Oil prices slipped on Monday as further increases in U.S. drilling activity undercut an OPEC-led push to tighten supply.
Trading was subdued due to public holidays in China, the United States and Britain, but concerns lingered over whether OPEC action would be enough to stem the tide of oversupply.
Brent crude futures were trading down 19 cents at $51.96 per barrel at 0857 GMT. The contract ended the previous week down nearly 3 percent.
U.S. West Texas Intermediate (WTI) crude futures were also down 19 cents at $49.61 per barrel.
The Organization of the Petroleum Exporting Countries and some non-OPEC producers pledged last week to extend production cuts of around 1.8 million barrels per day (bpd) until March 2018.

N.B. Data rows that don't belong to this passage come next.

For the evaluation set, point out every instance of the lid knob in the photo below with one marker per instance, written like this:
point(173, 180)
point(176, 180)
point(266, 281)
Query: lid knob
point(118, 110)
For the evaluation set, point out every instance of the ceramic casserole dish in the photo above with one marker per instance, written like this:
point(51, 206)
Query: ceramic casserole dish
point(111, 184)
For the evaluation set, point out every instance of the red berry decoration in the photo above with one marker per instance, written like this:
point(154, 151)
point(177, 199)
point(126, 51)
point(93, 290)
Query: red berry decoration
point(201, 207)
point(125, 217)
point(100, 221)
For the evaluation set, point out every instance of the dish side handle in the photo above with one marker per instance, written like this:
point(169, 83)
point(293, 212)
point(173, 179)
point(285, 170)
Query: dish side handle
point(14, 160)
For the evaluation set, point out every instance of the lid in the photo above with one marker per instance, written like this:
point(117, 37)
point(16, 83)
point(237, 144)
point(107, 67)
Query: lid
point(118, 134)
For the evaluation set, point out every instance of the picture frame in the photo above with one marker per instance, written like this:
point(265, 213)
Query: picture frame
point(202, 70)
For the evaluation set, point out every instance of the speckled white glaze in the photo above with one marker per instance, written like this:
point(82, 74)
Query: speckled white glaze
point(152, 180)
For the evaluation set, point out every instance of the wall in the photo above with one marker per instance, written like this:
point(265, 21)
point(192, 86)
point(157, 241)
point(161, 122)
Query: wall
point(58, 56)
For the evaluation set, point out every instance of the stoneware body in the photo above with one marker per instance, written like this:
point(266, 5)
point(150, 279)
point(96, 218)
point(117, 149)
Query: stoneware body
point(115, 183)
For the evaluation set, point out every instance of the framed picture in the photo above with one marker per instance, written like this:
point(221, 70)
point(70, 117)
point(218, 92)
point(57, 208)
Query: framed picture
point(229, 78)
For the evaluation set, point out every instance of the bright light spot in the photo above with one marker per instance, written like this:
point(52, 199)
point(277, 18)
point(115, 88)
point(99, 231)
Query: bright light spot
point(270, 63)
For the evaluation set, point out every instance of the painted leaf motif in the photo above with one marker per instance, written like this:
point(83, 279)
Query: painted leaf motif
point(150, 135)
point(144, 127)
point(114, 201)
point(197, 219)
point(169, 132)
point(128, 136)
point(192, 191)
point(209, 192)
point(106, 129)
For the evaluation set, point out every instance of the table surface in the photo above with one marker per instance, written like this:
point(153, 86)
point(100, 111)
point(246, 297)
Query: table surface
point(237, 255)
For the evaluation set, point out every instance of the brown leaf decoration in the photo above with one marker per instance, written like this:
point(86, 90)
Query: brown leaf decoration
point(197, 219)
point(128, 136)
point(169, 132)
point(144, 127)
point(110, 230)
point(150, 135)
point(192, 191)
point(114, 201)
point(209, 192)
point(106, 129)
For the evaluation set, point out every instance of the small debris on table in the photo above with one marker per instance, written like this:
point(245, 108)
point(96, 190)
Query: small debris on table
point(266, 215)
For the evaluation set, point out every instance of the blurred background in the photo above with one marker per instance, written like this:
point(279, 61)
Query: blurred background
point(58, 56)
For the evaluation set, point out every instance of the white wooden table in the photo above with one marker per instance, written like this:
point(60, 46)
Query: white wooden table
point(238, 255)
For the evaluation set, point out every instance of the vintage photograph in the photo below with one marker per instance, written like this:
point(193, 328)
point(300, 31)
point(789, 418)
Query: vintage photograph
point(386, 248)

“The pain for OPEC will increase to such a point that 100 percent compliance is unrealistic,” Fritsch said.
Despite ongoing cuts, oil prices have not risen much beyond $50 per barrel.

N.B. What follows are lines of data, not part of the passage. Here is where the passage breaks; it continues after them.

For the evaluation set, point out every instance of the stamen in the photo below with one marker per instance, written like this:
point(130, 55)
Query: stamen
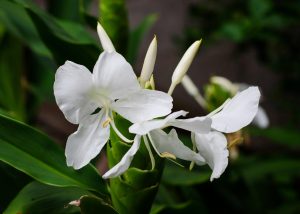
point(120, 135)
point(194, 149)
point(235, 142)
point(218, 109)
point(168, 155)
point(106, 122)
point(150, 152)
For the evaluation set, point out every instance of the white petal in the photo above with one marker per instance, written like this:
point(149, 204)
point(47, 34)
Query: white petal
point(72, 89)
point(144, 105)
point(104, 39)
point(125, 162)
point(145, 127)
point(113, 76)
point(170, 143)
point(213, 148)
point(83, 145)
point(238, 112)
point(196, 124)
point(149, 62)
point(261, 118)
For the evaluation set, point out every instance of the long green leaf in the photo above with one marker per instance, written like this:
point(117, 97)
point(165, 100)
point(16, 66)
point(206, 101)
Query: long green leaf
point(38, 198)
point(66, 40)
point(15, 19)
point(35, 154)
point(94, 205)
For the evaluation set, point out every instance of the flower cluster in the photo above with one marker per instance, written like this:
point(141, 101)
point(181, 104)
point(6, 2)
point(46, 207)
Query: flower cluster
point(90, 100)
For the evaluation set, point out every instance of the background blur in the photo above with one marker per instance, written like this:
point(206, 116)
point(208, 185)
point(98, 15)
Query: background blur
point(254, 42)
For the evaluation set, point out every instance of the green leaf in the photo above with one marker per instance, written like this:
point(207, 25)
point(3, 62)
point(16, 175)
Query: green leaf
point(38, 198)
point(136, 36)
point(11, 182)
point(15, 19)
point(11, 91)
point(33, 153)
point(66, 40)
point(133, 191)
point(174, 175)
point(94, 205)
point(114, 19)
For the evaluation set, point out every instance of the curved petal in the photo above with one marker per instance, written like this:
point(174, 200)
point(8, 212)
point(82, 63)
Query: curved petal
point(213, 148)
point(261, 118)
point(144, 105)
point(145, 127)
point(125, 162)
point(74, 101)
point(113, 76)
point(83, 145)
point(170, 143)
point(196, 124)
point(238, 112)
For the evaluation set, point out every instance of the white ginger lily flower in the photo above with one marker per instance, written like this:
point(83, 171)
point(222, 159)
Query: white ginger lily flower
point(112, 86)
point(261, 119)
point(165, 145)
point(232, 116)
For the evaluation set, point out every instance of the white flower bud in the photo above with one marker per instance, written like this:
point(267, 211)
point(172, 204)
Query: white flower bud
point(149, 62)
point(192, 90)
point(104, 39)
point(224, 83)
point(184, 65)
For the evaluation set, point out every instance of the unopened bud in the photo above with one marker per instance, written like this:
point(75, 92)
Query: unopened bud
point(184, 65)
point(104, 39)
point(149, 62)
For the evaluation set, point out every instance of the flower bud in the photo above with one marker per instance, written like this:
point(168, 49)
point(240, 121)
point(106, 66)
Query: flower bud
point(149, 62)
point(184, 65)
point(104, 39)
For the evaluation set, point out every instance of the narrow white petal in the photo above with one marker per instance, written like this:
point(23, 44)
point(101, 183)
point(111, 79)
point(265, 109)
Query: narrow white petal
point(149, 61)
point(83, 145)
point(113, 76)
point(170, 143)
point(238, 112)
point(144, 105)
point(145, 127)
point(104, 39)
point(261, 118)
point(225, 84)
point(213, 148)
point(196, 124)
point(125, 162)
point(72, 90)
point(184, 65)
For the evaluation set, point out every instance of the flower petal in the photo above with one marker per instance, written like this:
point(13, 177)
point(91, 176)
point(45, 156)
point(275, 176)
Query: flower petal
point(144, 105)
point(125, 162)
point(196, 124)
point(114, 77)
point(238, 112)
point(213, 148)
point(74, 101)
point(261, 118)
point(83, 145)
point(145, 127)
point(170, 143)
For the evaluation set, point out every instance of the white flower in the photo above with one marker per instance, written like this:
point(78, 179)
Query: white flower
point(165, 145)
point(184, 65)
point(261, 118)
point(149, 62)
point(112, 86)
point(232, 116)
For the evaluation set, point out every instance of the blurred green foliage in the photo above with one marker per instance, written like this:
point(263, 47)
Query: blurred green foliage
point(271, 28)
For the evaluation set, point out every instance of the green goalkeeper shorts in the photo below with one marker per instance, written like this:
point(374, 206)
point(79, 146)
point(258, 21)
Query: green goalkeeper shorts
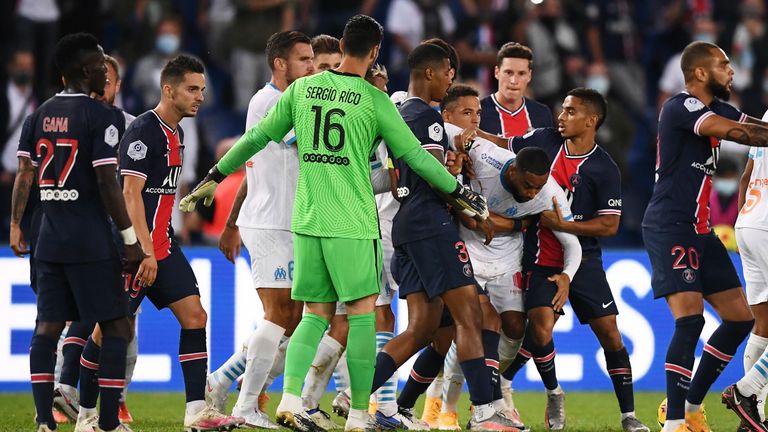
point(329, 269)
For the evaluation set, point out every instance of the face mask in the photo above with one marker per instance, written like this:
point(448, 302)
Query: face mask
point(725, 187)
point(21, 78)
point(599, 82)
point(167, 43)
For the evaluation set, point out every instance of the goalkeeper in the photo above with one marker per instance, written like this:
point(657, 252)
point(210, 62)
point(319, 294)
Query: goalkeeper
point(338, 118)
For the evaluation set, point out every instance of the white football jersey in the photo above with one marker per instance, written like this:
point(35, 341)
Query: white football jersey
point(271, 174)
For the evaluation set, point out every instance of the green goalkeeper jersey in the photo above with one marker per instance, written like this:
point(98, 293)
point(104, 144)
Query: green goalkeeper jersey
point(338, 120)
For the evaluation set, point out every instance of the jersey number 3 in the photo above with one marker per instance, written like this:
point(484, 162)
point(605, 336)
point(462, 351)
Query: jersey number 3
point(47, 173)
point(328, 129)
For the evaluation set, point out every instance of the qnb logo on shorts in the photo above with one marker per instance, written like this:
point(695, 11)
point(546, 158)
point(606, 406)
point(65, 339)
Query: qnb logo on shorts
point(326, 159)
point(280, 273)
point(59, 195)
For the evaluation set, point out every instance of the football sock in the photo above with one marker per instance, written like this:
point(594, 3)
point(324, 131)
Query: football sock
point(544, 358)
point(301, 350)
point(491, 349)
point(89, 374)
point(341, 373)
point(112, 380)
point(479, 379)
point(328, 354)
point(71, 351)
point(385, 395)
point(718, 352)
point(424, 370)
point(522, 357)
point(262, 347)
point(193, 356)
point(385, 368)
point(42, 361)
point(620, 371)
point(679, 362)
point(453, 381)
point(361, 354)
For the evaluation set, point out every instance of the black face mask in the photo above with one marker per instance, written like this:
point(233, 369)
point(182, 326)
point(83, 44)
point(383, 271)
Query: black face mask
point(21, 78)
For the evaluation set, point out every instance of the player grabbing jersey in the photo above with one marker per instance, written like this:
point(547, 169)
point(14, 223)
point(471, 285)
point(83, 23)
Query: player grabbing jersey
point(72, 144)
point(337, 117)
point(689, 263)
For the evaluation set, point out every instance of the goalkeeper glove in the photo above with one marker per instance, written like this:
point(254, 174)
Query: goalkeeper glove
point(470, 202)
point(205, 190)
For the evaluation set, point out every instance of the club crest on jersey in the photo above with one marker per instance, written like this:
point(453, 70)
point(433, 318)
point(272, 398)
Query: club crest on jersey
point(435, 131)
point(110, 136)
point(137, 150)
point(693, 104)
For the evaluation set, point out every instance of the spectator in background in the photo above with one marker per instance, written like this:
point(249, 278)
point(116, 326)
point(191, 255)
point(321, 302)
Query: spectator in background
point(37, 31)
point(20, 102)
point(255, 22)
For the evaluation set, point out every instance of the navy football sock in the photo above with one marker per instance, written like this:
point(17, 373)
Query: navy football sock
point(111, 380)
point(89, 374)
point(42, 361)
point(620, 371)
point(679, 362)
point(426, 367)
point(478, 376)
point(74, 342)
point(491, 349)
point(385, 368)
point(193, 356)
point(718, 351)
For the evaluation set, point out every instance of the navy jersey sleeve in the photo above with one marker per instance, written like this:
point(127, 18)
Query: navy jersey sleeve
point(105, 136)
point(609, 190)
point(134, 157)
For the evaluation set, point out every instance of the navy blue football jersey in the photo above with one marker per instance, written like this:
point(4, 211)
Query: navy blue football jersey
point(685, 162)
point(592, 183)
point(498, 120)
point(153, 151)
point(71, 134)
point(422, 213)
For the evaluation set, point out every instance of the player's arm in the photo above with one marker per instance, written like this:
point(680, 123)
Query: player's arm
point(744, 182)
point(134, 204)
point(229, 242)
point(22, 185)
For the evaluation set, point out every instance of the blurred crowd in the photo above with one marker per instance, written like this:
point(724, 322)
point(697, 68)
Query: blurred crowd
point(628, 50)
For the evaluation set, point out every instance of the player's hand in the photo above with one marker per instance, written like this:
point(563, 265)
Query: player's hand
point(204, 190)
point(553, 219)
point(563, 283)
point(229, 242)
point(133, 257)
point(18, 245)
point(147, 272)
point(470, 202)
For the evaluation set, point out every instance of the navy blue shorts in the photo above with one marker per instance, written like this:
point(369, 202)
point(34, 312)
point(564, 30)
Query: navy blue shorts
point(433, 265)
point(175, 280)
point(590, 295)
point(682, 260)
point(87, 292)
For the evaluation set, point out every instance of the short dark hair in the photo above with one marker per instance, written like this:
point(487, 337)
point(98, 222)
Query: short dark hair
point(281, 43)
point(173, 72)
point(361, 34)
point(455, 92)
point(70, 51)
point(594, 100)
point(453, 55)
point(696, 54)
point(325, 44)
point(514, 50)
point(426, 55)
point(533, 160)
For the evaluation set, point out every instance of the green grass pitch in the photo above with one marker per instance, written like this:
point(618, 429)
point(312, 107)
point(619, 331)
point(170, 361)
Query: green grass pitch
point(586, 411)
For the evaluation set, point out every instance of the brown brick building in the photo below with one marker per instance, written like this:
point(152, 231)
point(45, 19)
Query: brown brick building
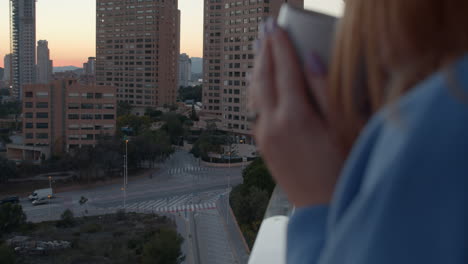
point(64, 114)
point(137, 50)
point(230, 27)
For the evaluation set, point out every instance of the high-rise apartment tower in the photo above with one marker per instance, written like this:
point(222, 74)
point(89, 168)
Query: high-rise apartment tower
point(44, 64)
point(137, 50)
point(230, 28)
point(185, 70)
point(23, 44)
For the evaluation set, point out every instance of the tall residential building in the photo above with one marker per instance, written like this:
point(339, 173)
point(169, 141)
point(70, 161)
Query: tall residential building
point(7, 64)
point(138, 50)
point(65, 114)
point(23, 44)
point(89, 67)
point(44, 64)
point(185, 70)
point(230, 27)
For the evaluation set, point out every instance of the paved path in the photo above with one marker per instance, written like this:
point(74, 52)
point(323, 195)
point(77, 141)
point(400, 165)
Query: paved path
point(181, 188)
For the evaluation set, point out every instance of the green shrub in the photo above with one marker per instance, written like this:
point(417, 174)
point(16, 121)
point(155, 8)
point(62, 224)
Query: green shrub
point(7, 255)
point(163, 247)
point(12, 217)
point(67, 219)
point(91, 228)
point(120, 215)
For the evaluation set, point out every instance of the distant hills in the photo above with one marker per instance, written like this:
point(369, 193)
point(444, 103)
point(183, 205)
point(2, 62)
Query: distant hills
point(197, 65)
point(65, 68)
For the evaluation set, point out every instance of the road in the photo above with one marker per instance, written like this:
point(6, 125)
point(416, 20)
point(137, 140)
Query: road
point(181, 187)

OPEC’s success in drawing down inventories may hinge on output in the United States, which is not participating in the cuts. U.S. production has soared 10 percent since mid-2016 to more than 9.3 million bpd, close to top producer levels Russia and Saudi Arabia.

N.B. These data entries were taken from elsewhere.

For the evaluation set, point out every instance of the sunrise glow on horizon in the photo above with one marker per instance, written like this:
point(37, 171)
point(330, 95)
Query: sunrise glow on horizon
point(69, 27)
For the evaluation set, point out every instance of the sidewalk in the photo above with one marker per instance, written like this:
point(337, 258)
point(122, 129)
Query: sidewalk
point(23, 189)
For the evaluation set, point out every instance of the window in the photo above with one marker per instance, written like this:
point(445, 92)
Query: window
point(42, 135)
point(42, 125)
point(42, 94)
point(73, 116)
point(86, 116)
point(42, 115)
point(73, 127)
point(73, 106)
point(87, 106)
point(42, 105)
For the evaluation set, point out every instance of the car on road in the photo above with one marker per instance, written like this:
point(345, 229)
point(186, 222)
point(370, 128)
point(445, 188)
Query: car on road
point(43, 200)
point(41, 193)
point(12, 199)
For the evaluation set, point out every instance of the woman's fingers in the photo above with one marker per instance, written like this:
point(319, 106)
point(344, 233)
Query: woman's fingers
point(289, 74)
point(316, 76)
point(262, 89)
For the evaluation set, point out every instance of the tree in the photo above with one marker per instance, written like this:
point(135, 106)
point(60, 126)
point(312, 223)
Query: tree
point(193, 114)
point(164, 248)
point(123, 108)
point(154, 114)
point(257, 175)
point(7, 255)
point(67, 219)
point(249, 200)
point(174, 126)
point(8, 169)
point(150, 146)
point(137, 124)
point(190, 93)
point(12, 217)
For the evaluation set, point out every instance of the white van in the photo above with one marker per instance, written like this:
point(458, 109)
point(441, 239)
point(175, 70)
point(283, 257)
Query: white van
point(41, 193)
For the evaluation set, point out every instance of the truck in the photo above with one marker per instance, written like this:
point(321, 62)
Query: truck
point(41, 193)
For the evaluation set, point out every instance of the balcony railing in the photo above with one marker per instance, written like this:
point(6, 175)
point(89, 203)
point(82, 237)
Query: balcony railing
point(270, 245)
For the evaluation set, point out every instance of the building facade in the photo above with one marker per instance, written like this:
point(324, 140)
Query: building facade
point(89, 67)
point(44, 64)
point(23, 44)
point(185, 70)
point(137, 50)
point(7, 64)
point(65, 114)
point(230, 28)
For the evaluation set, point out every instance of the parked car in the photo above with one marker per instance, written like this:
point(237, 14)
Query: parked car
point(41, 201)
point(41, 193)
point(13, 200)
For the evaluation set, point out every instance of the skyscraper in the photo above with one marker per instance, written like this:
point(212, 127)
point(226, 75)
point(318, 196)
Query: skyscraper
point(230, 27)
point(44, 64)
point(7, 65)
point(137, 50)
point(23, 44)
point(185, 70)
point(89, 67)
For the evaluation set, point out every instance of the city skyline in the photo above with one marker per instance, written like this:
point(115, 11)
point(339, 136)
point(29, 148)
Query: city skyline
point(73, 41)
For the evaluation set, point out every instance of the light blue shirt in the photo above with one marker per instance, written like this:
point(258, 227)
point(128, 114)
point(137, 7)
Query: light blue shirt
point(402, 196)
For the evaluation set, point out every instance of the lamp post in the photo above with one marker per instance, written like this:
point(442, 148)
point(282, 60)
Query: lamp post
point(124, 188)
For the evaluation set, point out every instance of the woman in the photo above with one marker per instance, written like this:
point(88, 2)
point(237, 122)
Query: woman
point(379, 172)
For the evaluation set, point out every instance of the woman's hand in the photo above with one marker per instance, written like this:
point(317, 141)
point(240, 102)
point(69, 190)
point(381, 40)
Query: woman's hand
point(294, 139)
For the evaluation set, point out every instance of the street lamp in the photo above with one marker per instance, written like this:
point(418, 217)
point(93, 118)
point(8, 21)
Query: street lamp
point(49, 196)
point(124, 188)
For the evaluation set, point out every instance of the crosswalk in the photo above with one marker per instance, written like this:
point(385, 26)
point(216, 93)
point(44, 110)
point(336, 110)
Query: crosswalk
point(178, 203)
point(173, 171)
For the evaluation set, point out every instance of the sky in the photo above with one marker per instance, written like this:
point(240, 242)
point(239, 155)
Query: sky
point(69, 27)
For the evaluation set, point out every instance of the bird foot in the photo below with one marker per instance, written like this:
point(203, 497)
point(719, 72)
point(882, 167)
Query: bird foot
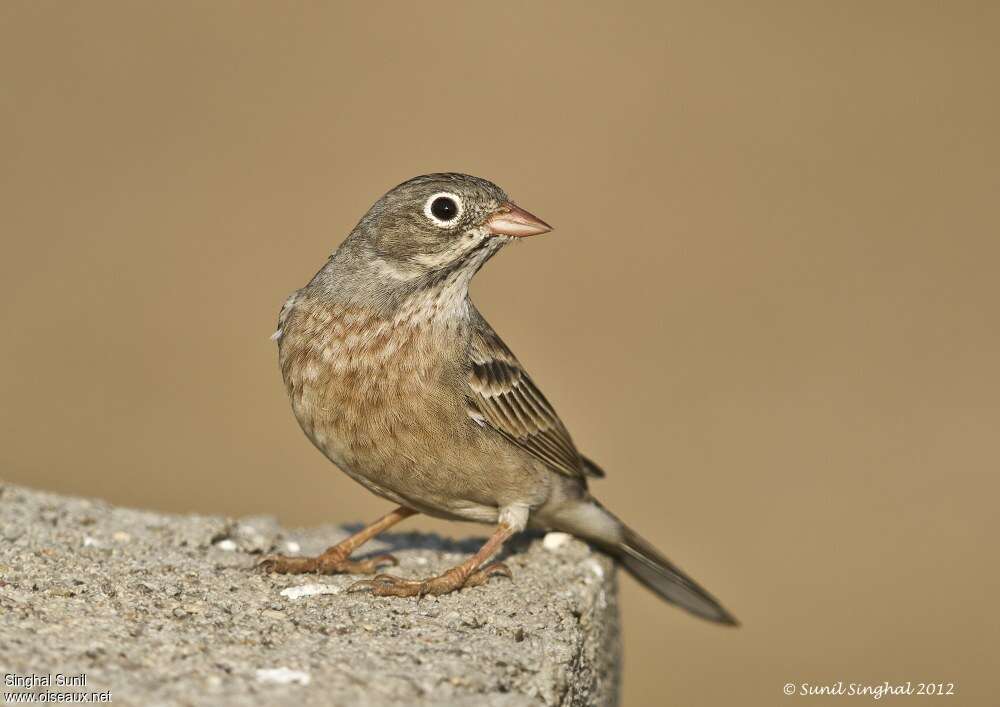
point(387, 585)
point(327, 563)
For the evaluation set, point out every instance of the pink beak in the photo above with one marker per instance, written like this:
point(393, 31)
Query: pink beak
point(510, 220)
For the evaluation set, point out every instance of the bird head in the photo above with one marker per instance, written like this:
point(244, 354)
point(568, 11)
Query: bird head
point(442, 223)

U.S. drillers have added rigs for 19 straight weeks, bringing the total 722, the highest number since April 2015 and the longest run of additions on record, according to energy services firm Baker Hughes Inc.
Almost all of the recent U.S. output increases have been onshore, from so-called shale oil fields.
Even if the rig count did not rise further, Goldman Sachs (NYSE:GS) said it estimated U.S. output would increase by 785,000 bpd between the fourth quarter of 2016 and the fourth quarter of 2017 across the Permian, Eagle Ford, Bakken and Niobrara shale plays.
Analysts say that reducing bloated global stocks will be key to reining in oversupply.
“It’s going to be all about inventories and whether they fall as much as OPEC thinks,” said Greg McKenna, chief market strategist at futures brokerage AxiTrader.